Italia-Africa, Bonino: mantenere accesi i riflettori

"L’iniziativa Italia-Africa vuole riaccendere nel nostro Paese i riflettori sull’Africa e mantenerli accesi in futuro, al fine di mostrare chiaramente in Italia e in Africa le possibilità offerte da una reciproca collaborazione a tutto campo: politico, economico, sociale e culturale". È questo, secondo le parole del ministro degli Esteri Emma Bonino, il senso dell’iniziativa Italia-Africa presentata questo pomeriggio alla Farnesina, attraverso la quale il nostro Paese vuole promuovere una serie di iniziative per rilanciare le relazioni tra l’Italia e i Paesi del continente africano. Tra i settori che verranno coinvolti quelli dell’agricoltura, dell’energia, delle infrastrutture e della cultura. "La cultura è un potente vettore di scambio e uno strumento di dialogo capace di avvicinare due realtà che possono apparire distanti", ha commentato il ministro della Cultura Massimo Bray intervenendo alla conferenza.

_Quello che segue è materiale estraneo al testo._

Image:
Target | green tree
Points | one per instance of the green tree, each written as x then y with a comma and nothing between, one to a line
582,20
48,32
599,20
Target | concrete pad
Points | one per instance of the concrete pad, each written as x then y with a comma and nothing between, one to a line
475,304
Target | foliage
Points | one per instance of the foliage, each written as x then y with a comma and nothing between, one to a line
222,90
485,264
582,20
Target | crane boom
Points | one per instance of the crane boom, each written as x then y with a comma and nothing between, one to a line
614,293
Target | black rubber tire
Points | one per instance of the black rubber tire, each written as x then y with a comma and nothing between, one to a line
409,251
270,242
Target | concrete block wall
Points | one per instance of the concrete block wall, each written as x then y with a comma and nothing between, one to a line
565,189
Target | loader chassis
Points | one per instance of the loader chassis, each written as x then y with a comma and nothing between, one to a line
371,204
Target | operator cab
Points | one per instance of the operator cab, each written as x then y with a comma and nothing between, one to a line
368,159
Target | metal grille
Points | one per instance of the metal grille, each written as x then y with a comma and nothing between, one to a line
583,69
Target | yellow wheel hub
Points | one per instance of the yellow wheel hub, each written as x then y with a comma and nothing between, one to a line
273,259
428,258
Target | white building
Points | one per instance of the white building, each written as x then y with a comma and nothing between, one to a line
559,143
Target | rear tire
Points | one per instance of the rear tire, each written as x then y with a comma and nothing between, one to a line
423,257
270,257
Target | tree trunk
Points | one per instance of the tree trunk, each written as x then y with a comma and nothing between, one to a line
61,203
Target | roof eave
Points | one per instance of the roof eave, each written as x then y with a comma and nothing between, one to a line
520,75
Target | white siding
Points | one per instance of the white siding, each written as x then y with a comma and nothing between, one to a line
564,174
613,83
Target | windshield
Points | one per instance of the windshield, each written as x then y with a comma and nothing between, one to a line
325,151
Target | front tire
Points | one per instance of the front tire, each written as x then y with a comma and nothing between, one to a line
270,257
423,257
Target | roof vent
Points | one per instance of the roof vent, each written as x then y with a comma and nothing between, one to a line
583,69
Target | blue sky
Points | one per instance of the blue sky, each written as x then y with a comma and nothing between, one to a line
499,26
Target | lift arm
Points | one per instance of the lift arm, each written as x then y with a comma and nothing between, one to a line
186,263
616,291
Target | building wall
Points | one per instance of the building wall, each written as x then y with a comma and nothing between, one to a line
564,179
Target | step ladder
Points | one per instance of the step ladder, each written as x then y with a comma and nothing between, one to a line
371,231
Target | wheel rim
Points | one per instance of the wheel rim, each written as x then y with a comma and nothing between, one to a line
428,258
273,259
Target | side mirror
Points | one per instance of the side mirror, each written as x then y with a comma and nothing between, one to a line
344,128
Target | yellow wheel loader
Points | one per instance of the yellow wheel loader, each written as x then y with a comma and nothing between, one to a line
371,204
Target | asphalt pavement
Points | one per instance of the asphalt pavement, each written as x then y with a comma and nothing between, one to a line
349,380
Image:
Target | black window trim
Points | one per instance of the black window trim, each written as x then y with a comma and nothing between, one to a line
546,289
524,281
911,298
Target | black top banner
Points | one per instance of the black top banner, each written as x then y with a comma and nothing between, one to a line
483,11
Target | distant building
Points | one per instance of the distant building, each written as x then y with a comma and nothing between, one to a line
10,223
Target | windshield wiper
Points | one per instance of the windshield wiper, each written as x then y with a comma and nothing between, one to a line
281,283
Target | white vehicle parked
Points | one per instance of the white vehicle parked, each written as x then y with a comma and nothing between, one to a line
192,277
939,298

"La cultura – ha aggiunto il ministro Bray – è anche un campo in cui la reciproca collaborazione credo che possa dare buoni frutti e arricchire le tradizioni storiche di rapporti tra i nostri Paesi, in particolare nell’arte contemporanea, come è già successo nella Biennale di Venezia". Una iniziativa che per la Bonino "non è solo interministeriale ma riguarda tutto il Sistema Italia", puntando dritto verso l’Expo di Milano 2015. "Ci stiamo attivando per fare in modo che alcuni dei percorsi che legheranno il tema principale dell’esposizione alle varie declinazioni culturali – ha aggiunto Bray – possano diventare un tema di confronto tra noi e i Paesi dell’Africa". Per il ministro dell’Integrazione Cécile Kyenge l’Expo, come alle altre iniziative del programma Italia-Africa, "dovranno coinvolgere anche le comunità africane nel nostro Paese". La Bonino ha però sottolineato che "saranno gli stessi Paesi africani a stabilire le priorità che ci vorranno dare" e che "se riusciamo a lavorare bene, con un po’ di tempo davanti e un po’ di input, nel 2015 potremo tenere una conferenza Italia-Africa".